Todas as peças do livro foram montadas? Quais montagens tiveram maior destaque, e quais você gostou mais?

R: Algumas tiveram montagens importantes, outras, apenas leituras públicas. Uma é inédita, embora já escrita há algum tempo. Na época achei que ainda não era o momento dela, mas agora está liberada… Hahahah. A que teve mais destaque foi “A Vaca Metafísica”. Ganhou os prêmios mais expressivos do país, participou do Festival Internacional de São Paulo e teve dezenas de montagens, sendo a de São Paulo, direção do Silnei Siqueira, a que alcançou maior repercussão. Gostar, gosto de todas.

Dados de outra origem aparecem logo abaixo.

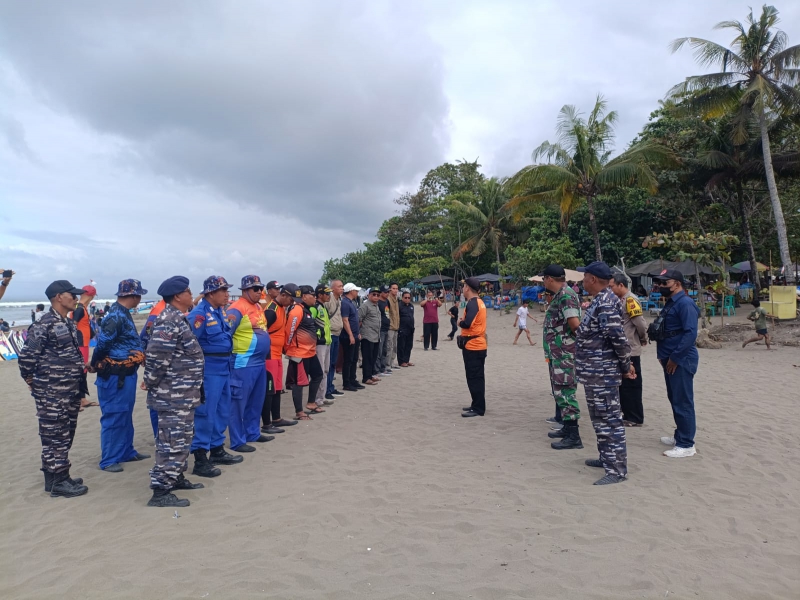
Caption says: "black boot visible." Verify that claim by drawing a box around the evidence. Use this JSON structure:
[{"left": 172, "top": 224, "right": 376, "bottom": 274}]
[
  {"left": 211, "top": 446, "right": 244, "bottom": 465},
  {"left": 147, "top": 488, "right": 189, "bottom": 508},
  {"left": 42, "top": 471, "right": 83, "bottom": 492},
  {"left": 192, "top": 450, "right": 222, "bottom": 477},
  {"left": 550, "top": 421, "right": 583, "bottom": 450},
  {"left": 50, "top": 471, "right": 89, "bottom": 498},
  {"left": 172, "top": 476, "right": 205, "bottom": 490}
]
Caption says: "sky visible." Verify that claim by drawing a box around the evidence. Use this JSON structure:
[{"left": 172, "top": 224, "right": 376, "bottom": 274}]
[{"left": 0, "top": 0, "right": 800, "bottom": 301}]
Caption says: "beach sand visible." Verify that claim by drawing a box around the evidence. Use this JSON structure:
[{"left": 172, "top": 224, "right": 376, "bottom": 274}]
[{"left": 0, "top": 311, "right": 800, "bottom": 600}]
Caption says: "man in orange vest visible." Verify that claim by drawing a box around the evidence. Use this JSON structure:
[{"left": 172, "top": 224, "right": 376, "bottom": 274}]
[{"left": 458, "top": 277, "right": 486, "bottom": 417}]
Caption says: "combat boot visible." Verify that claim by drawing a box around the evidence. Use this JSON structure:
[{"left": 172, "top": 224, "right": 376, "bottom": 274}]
[
  {"left": 42, "top": 471, "right": 83, "bottom": 492},
  {"left": 50, "top": 471, "right": 89, "bottom": 498},
  {"left": 192, "top": 450, "right": 222, "bottom": 477},
  {"left": 550, "top": 421, "right": 583, "bottom": 450},
  {"left": 211, "top": 446, "right": 244, "bottom": 465},
  {"left": 172, "top": 473, "right": 206, "bottom": 490},
  {"left": 147, "top": 488, "right": 189, "bottom": 508}
]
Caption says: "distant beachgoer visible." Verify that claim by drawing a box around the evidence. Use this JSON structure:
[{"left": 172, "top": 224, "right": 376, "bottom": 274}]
[{"left": 742, "top": 300, "right": 772, "bottom": 350}]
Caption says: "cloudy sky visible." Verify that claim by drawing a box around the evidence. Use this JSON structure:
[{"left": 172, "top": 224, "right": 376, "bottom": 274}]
[{"left": 0, "top": 0, "right": 800, "bottom": 300}]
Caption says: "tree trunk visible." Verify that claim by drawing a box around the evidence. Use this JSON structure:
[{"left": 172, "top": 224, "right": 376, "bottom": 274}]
[
  {"left": 586, "top": 196, "right": 603, "bottom": 260},
  {"left": 736, "top": 181, "right": 761, "bottom": 300},
  {"left": 758, "top": 106, "right": 794, "bottom": 281}
]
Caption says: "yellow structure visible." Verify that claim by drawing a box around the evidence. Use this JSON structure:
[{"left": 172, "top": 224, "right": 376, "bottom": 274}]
[{"left": 761, "top": 285, "right": 797, "bottom": 319}]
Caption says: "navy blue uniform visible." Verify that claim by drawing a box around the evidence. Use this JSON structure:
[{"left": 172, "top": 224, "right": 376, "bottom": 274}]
[
  {"left": 656, "top": 291, "right": 700, "bottom": 448},
  {"left": 187, "top": 299, "right": 233, "bottom": 452}
]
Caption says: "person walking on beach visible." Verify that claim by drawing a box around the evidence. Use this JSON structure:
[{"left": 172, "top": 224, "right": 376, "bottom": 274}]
[
  {"left": 649, "top": 269, "right": 700, "bottom": 458},
  {"left": 458, "top": 277, "right": 487, "bottom": 417},
  {"left": 339, "top": 283, "right": 364, "bottom": 392},
  {"left": 89, "top": 279, "right": 150, "bottom": 473},
  {"left": 17, "top": 280, "right": 89, "bottom": 498},
  {"left": 512, "top": 302, "right": 535, "bottom": 346},
  {"left": 283, "top": 283, "right": 326, "bottom": 421},
  {"left": 575, "top": 261, "right": 636, "bottom": 485},
  {"left": 742, "top": 300, "right": 772, "bottom": 350},
  {"left": 611, "top": 273, "right": 647, "bottom": 427},
  {"left": 186, "top": 275, "right": 243, "bottom": 477},
  {"left": 542, "top": 265, "right": 583, "bottom": 450},
  {"left": 324, "top": 279, "right": 344, "bottom": 400},
  {"left": 419, "top": 290, "right": 442, "bottom": 351},
  {"left": 397, "top": 292, "right": 414, "bottom": 367},
  {"left": 358, "top": 287, "right": 381, "bottom": 385},
  {"left": 227, "top": 275, "right": 274, "bottom": 452},
  {"left": 72, "top": 285, "right": 99, "bottom": 410},
  {"left": 142, "top": 276, "right": 204, "bottom": 508}
]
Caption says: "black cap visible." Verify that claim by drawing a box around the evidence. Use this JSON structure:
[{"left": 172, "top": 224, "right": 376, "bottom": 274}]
[
  {"left": 281, "top": 283, "right": 303, "bottom": 298},
  {"left": 650, "top": 269, "right": 686, "bottom": 285},
  {"left": 464, "top": 277, "right": 481, "bottom": 292},
  {"left": 44, "top": 279, "right": 83, "bottom": 300},
  {"left": 539, "top": 265, "right": 567, "bottom": 277},
  {"left": 157, "top": 275, "right": 189, "bottom": 297},
  {"left": 578, "top": 260, "right": 614, "bottom": 279}
]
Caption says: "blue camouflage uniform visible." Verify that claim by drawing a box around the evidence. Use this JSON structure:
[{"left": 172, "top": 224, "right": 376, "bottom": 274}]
[
  {"left": 143, "top": 304, "right": 204, "bottom": 491},
  {"left": 575, "top": 286, "right": 631, "bottom": 478},
  {"left": 187, "top": 277, "right": 233, "bottom": 452},
  {"left": 91, "top": 279, "right": 147, "bottom": 469}
]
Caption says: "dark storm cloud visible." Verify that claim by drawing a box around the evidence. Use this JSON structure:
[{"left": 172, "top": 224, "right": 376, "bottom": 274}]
[{"left": 0, "top": 1, "right": 447, "bottom": 231}]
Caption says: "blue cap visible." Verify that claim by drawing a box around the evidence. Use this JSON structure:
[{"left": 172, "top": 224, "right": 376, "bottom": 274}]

Existe a perspectiva de uma de suas peças ganhar nova montagem, agora que o livro foi lançado?

R: O objetivo inicial da publicação não é possibilitar novas montagens. Para mim, o mais importante é registrar e tornar acessível o meu trabalho. Sou mais conhecido na TV, onde o texto escrito, embora seja o fundamento de tudo, não é aparente. Mesmo no teatro, o texto não aparece enquanto tal, vira fala. O livro com as peças vai dar oportunidade das pessoas conhecerem a minha escrita diretamente, in natura. Se algum produtor ou ator se interessar em montar um dos textos, vou achar maravilhoso.

Quais são seus planos como escritor?
R: Como profissional, o plano é continuar escrevendo. Meus períodos fora da TV têm sido produtivos. Quando saí da Globo, por exemplo, escrevi o romance “O Crime da Gávea”, a peça “De Peito Aberto”, que dá nome ao livro (é aquela inédita, de que falei), a peça, “A Demanda” (não está no livro) que escrevi com meu amigo Mauro Costa e outros trabalhos. Quando não renovei com a Record, pouco antes da pandemia, escrevi a peça “A Mais Forte das Armas”, que está no livro, e vários projetos.

Como o mercado se tornou muito problemático, com exigências estéticas restritivas e equivocadas, ainda quando bem-intencionadas, talvez um escritor como eu não tenha mais lugar na TV. Tudo bem. Assunto não falta para outros gêneros, teatro, conto, romance e mesmo cinema (planejo dirigir filme baseado num conto meu).